An unserem letzten Urlaubstag auf Sizilien brachen wir nach dem Frühstück in Richtung Aci Trezza auf. Bis zum Erreichen unseres Zieles benötigten wir gut und gerne 3 Stunden, was aber weniger an der Entfernung sondern vielmehr an einem Shoppingcenter lag, das unseren Weg kreuzte und in welchem wir viel Zeit verbrachten, sodass wir erst am frühen Nachmittag in Aci Trezza ankamen.

 

Der griechischen Mythologie zu Folge befand sich in der Nähe dieses Fischerdorfes die Höhle des einäugigen Zyklopen Polyphem, der Odysseus und seine Begleiter gefangen hielt. Odysseus gelang es, den Zyklopen betrunken zu machen und zu blenden. Um die Flucht des Odysseus zu verhindern, schleuderte der geblendete Polyphem Felsbrocken nach Odysseus, die aber ihr Ziel verfehlten und stattdessen am Ufer von Aci Trezza landeten. Seither ragen die Spitzen der Felsbrocken bis zu 70 Meter aus dem Wasser und verleihen dem Küstenabschnitt seinen Namen, Zyklopenküste.

 

Die Sonne des Nachmittags lud zum Verweilen ein. An der Uferpromenade fanden wir eine freie Bank und reihten uns ein in die Riege derer, die die Zeit treiben ließen.

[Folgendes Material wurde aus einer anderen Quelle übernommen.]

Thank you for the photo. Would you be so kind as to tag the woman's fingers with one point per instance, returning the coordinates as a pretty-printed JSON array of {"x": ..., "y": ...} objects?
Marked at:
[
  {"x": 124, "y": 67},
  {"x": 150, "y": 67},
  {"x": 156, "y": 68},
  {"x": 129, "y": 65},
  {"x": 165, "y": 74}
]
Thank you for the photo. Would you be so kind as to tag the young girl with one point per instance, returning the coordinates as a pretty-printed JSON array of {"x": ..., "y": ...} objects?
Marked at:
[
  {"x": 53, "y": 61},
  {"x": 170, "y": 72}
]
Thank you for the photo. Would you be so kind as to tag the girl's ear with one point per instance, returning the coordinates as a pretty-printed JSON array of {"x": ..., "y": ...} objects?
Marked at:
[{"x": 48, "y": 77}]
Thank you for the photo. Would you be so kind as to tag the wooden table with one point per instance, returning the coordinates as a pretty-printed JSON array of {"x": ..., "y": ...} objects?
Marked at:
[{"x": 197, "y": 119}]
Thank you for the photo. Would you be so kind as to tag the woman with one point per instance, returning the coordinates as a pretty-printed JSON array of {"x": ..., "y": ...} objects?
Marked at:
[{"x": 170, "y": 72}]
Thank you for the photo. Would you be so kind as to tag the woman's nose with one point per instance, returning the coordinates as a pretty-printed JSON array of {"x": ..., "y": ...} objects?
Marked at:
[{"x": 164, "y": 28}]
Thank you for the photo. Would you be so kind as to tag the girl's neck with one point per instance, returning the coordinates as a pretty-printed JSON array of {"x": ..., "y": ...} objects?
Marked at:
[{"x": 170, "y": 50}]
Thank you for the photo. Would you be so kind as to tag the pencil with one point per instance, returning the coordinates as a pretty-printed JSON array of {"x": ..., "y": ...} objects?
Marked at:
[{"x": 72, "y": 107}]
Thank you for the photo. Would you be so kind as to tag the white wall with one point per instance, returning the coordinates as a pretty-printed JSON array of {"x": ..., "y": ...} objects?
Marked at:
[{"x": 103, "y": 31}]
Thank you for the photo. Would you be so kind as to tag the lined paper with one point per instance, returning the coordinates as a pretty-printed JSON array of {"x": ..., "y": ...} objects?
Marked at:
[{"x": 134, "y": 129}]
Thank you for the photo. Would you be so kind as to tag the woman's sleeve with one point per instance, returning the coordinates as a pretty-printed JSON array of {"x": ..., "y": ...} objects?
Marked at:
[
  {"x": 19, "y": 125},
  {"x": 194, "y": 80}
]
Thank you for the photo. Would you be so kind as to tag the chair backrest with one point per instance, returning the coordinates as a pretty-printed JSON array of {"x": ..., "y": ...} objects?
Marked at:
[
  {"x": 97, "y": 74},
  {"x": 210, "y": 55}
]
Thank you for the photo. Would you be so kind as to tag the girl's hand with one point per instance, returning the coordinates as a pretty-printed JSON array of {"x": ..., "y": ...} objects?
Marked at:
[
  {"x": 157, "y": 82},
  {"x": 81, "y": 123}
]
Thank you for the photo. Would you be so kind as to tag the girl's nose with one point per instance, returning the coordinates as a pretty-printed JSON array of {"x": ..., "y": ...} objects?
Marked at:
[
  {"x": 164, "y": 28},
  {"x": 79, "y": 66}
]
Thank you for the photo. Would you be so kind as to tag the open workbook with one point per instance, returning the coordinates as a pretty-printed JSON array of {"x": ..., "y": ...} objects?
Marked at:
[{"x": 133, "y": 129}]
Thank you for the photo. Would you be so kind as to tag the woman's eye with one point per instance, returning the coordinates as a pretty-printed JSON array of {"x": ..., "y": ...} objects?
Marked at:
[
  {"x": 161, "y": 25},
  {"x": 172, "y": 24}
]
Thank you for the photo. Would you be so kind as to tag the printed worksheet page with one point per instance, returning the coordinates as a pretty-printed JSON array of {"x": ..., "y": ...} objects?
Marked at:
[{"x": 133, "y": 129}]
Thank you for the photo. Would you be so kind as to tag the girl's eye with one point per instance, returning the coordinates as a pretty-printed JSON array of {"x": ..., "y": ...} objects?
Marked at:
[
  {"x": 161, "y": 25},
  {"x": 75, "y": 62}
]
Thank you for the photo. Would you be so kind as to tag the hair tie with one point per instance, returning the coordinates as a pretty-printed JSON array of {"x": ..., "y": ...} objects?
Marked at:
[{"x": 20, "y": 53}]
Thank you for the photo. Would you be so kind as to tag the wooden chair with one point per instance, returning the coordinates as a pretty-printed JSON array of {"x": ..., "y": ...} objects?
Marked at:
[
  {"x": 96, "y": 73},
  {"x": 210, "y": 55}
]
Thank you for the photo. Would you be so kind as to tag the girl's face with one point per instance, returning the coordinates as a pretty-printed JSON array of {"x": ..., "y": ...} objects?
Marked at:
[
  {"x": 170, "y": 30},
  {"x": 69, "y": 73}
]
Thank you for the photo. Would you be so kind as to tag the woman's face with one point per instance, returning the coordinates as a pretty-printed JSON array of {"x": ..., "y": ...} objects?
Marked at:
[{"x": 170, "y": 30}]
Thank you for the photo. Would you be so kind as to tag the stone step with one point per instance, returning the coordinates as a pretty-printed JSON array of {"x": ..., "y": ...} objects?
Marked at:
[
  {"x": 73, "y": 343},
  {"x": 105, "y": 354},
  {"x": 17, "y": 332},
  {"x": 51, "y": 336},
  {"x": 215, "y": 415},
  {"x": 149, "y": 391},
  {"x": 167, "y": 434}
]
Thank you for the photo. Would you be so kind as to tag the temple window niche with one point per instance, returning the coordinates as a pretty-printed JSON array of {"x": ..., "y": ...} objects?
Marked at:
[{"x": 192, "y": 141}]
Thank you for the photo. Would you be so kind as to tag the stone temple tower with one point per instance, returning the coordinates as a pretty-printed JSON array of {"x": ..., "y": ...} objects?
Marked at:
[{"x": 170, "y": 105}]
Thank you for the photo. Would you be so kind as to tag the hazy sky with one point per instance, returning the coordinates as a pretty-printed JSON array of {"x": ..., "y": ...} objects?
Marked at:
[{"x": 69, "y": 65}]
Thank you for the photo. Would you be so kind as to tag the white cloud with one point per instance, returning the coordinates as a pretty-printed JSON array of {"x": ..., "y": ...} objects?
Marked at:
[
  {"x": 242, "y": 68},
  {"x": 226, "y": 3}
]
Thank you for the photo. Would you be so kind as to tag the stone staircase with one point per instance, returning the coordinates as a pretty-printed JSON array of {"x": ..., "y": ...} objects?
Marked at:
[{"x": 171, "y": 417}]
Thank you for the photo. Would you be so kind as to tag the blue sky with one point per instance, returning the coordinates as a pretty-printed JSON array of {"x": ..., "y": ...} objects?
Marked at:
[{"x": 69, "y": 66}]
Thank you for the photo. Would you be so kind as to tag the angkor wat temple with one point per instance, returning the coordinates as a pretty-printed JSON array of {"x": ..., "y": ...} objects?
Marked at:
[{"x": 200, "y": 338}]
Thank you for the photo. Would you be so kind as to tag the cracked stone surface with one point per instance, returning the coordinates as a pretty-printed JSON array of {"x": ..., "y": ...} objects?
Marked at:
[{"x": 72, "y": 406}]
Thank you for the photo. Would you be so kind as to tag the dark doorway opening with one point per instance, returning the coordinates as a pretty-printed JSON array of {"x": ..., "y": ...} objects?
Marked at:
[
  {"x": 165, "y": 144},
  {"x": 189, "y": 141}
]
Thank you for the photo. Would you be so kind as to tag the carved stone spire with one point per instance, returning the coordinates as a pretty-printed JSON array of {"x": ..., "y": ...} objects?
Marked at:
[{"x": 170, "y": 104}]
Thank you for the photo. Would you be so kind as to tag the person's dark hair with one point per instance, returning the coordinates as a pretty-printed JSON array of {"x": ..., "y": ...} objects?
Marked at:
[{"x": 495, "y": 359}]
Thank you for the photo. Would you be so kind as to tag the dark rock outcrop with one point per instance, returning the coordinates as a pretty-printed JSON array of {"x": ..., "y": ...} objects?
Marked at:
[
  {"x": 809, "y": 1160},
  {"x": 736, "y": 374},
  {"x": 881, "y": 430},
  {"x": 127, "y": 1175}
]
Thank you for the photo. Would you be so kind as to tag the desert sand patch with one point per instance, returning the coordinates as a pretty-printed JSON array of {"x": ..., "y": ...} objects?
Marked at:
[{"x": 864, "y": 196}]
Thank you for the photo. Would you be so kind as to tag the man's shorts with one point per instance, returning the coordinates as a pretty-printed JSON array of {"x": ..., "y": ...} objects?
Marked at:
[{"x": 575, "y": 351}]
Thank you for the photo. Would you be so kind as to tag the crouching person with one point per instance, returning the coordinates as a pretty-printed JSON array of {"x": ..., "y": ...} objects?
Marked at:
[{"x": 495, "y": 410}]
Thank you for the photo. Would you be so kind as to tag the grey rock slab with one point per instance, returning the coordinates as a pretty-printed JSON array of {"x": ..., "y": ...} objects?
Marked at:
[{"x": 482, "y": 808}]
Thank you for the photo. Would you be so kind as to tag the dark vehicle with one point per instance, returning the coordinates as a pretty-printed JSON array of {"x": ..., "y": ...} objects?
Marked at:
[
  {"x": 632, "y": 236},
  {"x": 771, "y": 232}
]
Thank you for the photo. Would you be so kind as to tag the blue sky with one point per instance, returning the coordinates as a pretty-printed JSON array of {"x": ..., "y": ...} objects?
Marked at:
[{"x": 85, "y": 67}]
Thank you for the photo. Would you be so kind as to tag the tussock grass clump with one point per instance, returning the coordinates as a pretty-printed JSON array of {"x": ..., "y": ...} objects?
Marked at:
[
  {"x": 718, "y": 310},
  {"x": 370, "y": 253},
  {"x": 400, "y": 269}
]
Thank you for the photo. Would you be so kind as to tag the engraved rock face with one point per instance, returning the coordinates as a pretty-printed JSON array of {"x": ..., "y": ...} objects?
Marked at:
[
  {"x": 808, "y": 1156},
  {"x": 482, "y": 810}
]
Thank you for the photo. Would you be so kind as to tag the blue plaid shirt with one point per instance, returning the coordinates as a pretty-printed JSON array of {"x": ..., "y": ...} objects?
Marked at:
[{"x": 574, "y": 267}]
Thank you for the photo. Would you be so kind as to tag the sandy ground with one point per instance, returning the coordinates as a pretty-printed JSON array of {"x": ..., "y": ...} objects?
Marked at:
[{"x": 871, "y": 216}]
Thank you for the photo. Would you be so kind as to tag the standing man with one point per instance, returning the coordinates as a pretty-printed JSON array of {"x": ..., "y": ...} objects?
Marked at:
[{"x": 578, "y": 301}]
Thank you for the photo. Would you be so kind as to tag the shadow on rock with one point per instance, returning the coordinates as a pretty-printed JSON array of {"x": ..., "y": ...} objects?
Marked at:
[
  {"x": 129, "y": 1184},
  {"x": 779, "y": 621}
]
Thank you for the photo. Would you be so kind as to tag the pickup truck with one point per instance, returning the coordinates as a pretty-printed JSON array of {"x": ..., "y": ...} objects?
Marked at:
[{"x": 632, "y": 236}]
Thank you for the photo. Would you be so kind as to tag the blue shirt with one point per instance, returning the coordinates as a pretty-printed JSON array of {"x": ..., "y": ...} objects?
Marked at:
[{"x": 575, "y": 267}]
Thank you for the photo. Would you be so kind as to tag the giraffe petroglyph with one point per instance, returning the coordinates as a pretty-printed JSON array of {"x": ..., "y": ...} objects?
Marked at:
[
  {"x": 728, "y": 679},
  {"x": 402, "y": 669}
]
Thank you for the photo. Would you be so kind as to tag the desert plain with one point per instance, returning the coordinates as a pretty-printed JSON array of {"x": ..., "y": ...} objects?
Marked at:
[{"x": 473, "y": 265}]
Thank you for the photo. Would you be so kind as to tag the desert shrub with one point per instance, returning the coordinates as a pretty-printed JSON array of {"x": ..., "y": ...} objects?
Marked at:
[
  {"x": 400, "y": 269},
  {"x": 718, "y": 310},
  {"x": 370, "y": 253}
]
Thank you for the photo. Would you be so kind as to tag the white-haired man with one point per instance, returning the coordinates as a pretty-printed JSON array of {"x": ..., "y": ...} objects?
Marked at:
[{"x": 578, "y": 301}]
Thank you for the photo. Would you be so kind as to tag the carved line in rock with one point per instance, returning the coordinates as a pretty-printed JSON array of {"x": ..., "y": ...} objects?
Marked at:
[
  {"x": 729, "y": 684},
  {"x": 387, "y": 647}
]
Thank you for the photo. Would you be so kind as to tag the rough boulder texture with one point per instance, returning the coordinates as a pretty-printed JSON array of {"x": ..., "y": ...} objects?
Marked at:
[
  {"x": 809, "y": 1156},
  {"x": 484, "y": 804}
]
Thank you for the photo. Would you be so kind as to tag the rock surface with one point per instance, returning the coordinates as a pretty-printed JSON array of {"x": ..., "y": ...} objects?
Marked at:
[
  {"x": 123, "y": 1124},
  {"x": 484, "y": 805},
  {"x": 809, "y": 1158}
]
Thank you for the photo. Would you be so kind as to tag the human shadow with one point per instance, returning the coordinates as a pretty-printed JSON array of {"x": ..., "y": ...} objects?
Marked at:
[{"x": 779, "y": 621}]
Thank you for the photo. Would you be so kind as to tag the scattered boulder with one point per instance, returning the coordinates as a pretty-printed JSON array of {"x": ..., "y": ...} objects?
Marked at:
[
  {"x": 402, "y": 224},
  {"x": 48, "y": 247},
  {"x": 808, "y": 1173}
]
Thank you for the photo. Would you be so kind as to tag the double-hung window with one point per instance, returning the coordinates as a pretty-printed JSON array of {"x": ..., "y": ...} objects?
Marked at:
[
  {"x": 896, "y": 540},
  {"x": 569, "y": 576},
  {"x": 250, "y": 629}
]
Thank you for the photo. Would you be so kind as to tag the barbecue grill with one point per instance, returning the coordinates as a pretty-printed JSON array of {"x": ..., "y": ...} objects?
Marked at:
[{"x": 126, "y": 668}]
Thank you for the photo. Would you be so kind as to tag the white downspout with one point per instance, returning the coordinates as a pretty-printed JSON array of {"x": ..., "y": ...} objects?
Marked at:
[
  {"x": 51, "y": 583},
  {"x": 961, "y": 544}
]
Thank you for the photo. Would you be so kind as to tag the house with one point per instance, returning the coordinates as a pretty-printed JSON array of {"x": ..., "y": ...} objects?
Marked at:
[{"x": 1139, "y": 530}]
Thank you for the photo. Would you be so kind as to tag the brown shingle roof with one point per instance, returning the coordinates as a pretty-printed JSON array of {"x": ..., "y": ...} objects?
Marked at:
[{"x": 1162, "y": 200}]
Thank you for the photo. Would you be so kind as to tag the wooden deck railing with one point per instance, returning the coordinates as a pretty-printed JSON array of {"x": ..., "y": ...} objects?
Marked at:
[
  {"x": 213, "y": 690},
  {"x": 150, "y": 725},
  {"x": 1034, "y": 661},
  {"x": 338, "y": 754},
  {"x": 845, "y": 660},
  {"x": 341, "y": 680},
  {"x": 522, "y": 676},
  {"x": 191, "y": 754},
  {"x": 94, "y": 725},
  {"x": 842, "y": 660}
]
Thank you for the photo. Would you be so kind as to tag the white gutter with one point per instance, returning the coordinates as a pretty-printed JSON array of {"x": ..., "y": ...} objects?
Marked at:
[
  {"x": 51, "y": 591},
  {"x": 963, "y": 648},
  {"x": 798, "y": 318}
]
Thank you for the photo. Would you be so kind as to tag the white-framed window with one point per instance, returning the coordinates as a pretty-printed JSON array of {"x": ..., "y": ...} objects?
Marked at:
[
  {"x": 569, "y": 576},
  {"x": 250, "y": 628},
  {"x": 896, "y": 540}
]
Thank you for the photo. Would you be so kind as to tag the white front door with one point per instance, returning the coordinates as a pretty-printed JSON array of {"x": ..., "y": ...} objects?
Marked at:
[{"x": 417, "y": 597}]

Der Strand der Zyklopenküste steht in dem Ruf, besser zu sein als der von Taormina. Allerdings haben wir diese Stelle nicht gefunden. Während sich das glasklare Wasser friedlich in der Sonne spiegelt, erwecken Strand und Klippen den Eindruck, als Mülldeponie missbraucht zu werden. Schade, dass ein so schöner Ort derart verkommen gelassen wird. 

 

Gegen 15 Uhr beendeten wir unseren Aufenthalt in Aci Trezza mit einem kleinen Stadtbummel, worauf wir zurück nach Taormina fuhren, im Hotel die obligatorische Tasse Kaffee schlürften und uns an das Packen unserer Koffer wagten.

 

Nach dem Abendessen fuhren wir ins belebte Zentrum von Taormina, wo wir an diesem schwülwarmen Abend einem letzten Spaziergang durch die Gassen unternahmen. Selbstredend gönnte sich Mario noch eines von diesem unglaublich leckeren Eis, das in diesem Reisebericht zu Unrecht noch keine Erwähnung gefunden hat.

 

13. Tag 

 

Bereits gegen 7 Uhr war Bettina unter der Dusche anzutreffen. Kaum 30 Minuten später saßen wir bei unserem letzten Frühstück im Hotelrestaurant. Gegen 8:15 Uhr stülpten wir unsere Koffer in den kleinen Kofferraum des Fiesta und fuhren via Catania quer über die Insel zum Flughafen der nordwestlich gelegenen Hauptstadt Palermo. Nach einer 2¾stündigen Fahrt und einer Orgie von Hupen, Fingerzeigen und Lichthupen auf Hauptstadt´s Straßen, wir „erdreisteten“ uns, statt der erlaubten 50 km/h „nur“ 80 km/h zu fahren, erreichten wir den Flughafen, wo wir das Auto mit insgesamt 1471 abgespulten Kilometer in irgendeinem Winkel des völlig überfüllten Parkplatzes abstellten.

 

Die Kosten für die Flugtickets von Berlin nach Rom des stornierten Fluges der VolareWeb wurden nie erstattet.